Jack Turner

by

Melvin Baker and Janet Miller Pitt (c)1996

Originally published in the Newfoundland Quarterly, vol. XC, no. 2 (Spring 1996), p. 24

Jack Turner was born in St. John's on November 5, 1887, and was educated at the Methodist College. He was one of five brothers of George and Catherine (Morrison) Turner whose sons all served in World War I. After graduation he worked during 1908 and 1909 on the Anglo-Newfoundland Development Company's timber surveys and then as a railway surveyor for the Reid Newfoundland Company before moving to British Columbia in 1911 where he was employed as a forest surveyor and road engineer.
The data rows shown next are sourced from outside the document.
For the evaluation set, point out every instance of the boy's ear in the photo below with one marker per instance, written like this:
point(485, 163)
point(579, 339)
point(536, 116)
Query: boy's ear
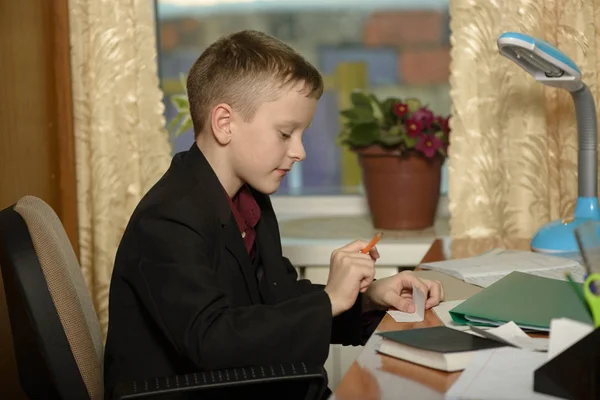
point(221, 123)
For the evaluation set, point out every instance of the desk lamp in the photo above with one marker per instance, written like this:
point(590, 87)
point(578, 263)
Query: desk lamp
point(550, 66)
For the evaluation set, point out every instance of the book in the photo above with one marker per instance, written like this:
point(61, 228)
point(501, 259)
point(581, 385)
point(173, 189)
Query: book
point(486, 269)
point(439, 347)
point(529, 301)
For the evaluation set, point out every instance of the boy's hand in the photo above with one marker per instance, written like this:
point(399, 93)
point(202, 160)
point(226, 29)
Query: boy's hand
point(396, 291)
point(350, 272)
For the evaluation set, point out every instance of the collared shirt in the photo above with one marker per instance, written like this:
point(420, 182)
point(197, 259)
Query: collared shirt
point(247, 213)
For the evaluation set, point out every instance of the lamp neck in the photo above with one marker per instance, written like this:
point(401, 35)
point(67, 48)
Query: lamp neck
point(587, 133)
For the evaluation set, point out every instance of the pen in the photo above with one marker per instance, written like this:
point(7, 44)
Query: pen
point(372, 243)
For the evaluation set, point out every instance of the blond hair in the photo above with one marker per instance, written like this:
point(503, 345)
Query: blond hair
point(243, 70)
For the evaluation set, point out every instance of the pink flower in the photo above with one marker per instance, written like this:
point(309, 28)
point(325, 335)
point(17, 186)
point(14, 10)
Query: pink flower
point(428, 145)
point(413, 128)
point(400, 109)
point(424, 116)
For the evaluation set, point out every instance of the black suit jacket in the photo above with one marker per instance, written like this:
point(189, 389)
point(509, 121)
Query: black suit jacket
point(184, 297)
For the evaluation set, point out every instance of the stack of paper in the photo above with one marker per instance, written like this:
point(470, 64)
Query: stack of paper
point(508, 372)
point(486, 269)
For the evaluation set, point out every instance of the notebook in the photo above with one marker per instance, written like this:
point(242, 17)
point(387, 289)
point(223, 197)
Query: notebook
point(439, 347)
point(486, 269)
point(530, 301)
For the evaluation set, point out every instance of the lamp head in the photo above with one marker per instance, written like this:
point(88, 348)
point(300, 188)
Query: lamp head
point(543, 61)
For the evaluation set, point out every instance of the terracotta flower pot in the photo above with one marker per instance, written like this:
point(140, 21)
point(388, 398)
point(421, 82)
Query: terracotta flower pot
point(402, 191)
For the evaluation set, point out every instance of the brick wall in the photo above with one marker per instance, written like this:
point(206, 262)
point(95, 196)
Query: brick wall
point(420, 38)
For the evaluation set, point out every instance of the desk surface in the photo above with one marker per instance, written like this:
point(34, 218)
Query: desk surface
point(376, 376)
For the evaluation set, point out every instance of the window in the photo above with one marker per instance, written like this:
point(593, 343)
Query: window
point(404, 44)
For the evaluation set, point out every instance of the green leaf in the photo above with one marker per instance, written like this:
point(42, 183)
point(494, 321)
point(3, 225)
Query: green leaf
point(376, 108)
point(175, 122)
point(364, 134)
point(360, 99)
point(413, 105)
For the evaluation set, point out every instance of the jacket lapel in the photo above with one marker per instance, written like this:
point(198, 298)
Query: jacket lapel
point(235, 245)
point(273, 278)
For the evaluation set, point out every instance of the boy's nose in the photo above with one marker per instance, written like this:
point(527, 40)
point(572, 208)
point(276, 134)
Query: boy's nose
point(297, 151)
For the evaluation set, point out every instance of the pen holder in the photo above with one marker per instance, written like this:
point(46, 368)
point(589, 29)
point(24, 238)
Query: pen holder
point(574, 373)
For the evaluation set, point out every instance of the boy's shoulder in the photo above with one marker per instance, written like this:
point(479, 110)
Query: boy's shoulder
point(189, 192)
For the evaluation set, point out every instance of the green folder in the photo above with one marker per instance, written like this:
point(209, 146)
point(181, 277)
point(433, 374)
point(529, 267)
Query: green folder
point(529, 301)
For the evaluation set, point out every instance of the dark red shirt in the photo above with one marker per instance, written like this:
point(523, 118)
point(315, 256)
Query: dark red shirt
point(247, 213)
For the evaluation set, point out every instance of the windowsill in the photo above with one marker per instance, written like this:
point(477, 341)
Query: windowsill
point(313, 226)
point(291, 207)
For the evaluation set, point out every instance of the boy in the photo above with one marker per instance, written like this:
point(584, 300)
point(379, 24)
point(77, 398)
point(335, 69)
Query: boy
point(199, 279)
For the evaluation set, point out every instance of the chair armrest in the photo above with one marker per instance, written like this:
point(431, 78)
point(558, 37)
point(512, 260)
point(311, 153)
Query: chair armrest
point(314, 377)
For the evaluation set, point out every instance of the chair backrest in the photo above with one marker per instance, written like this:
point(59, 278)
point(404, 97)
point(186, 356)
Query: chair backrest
point(56, 334)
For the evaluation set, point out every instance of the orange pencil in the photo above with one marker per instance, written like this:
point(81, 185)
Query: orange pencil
point(372, 243)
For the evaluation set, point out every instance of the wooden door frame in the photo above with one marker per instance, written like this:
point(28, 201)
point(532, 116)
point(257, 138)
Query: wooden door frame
point(67, 179)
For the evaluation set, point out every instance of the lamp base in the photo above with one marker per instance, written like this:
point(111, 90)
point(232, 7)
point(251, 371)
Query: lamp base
point(558, 237)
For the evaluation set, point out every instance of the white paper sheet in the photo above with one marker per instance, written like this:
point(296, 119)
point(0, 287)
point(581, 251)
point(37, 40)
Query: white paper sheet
point(417, 316)
point(510, 333)
point(505, 373)
point(442, 310)
point(564, 333)
point(486, 269)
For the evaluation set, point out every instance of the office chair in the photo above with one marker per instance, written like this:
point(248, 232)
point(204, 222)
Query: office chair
point(56, 334)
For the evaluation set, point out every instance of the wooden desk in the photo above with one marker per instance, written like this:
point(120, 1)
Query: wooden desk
point(374, 376)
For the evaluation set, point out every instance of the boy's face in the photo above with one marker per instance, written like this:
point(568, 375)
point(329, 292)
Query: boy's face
point(264, 149)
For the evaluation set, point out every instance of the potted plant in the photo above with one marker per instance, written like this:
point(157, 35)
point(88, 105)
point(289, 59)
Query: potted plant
point(401, 147)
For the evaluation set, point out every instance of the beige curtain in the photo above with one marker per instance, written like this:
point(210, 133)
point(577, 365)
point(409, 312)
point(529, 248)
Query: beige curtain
point(513, 155)
point(122, 147)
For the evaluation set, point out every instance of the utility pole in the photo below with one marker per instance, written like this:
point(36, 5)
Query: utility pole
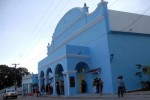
point(15, 76)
On November 26, 1914 he enlisted in the Canadian Expeditionary Force in Vancouver. He was twice wounded receiving the Military Cross for his actions at Vimy Ridge. In 1917 he returned to Newfoundland to recover from the effects of "trench fever" and poison gas and helped to train engineers in St. John's for overseas duty. Several of his letters to his father on conditions at the front were published in the St. John's press, while in 1918 he published a collection of war poems entitled Buddy's Blighty and Other Verses From the Trenches, described by a Boston literary critic as a "racy and direct book of singing verses." Captain Turner rejoined the Canadian Army and later served with a contingent assigned to the White Russian Army which fought in Siberia during the Russian Civil War.

Returning to Newfoundland Turner worked until 1927 for the AND company at Grand Falls (where he met and married Blanche Ireland of that town). He supervised forest surveys and inventories covering about 2,000 square miles and conducted rough cruises and reports covering a further 4,000 square miles. He was also responsible for planning, carrying out and supervising AND's logging operations and was assistant to the Woods Manager when he resigned in 1927 to manage W.I. Bishop Limited's timber operations on Newfoundland's west coast. In 1930 he went to Quebec to supervise the construction of a large pulpwood flume for the Anglo-Canadian Pulp and Paper Company.

In 1934 he joined the Newfoundland Department of Natural Resources as chief forester where he implemented a conservation and development program for Crown Lands. During the late 1930s the Forestry Division maintained a logging and sawmilling operations on the Salmonier Line, which trained loggers and served as an experimental model for private logging contractors by showing how working and living conditions for loggers could be improved. In 1938 a tree nursery was established near the sawmill as part of an overall plan to develop seedlings for transplanting on the fire-burnt barrens of the Bonavista and Avalon Peninsulas. This nursery remained in operation until 1952.

When World War II began in 1939 the British Government appointed him officer in charge of the Newfoundland Forestry Unit which eventually included nearly 4,000 loggers. Lieutenant-Colonel Turner returned to Newfoundland in July 1946 resuming his position as chief forester for the government. He died at Ottawa on September 27, 1948 while in the Canadian capital to study the effects of confederation on the work of his department and to press the case of Newfoundland forestry loggers for veterans' status during the negotiations between Canadian and Newfoundland officials concerning the terms of union between the two countries.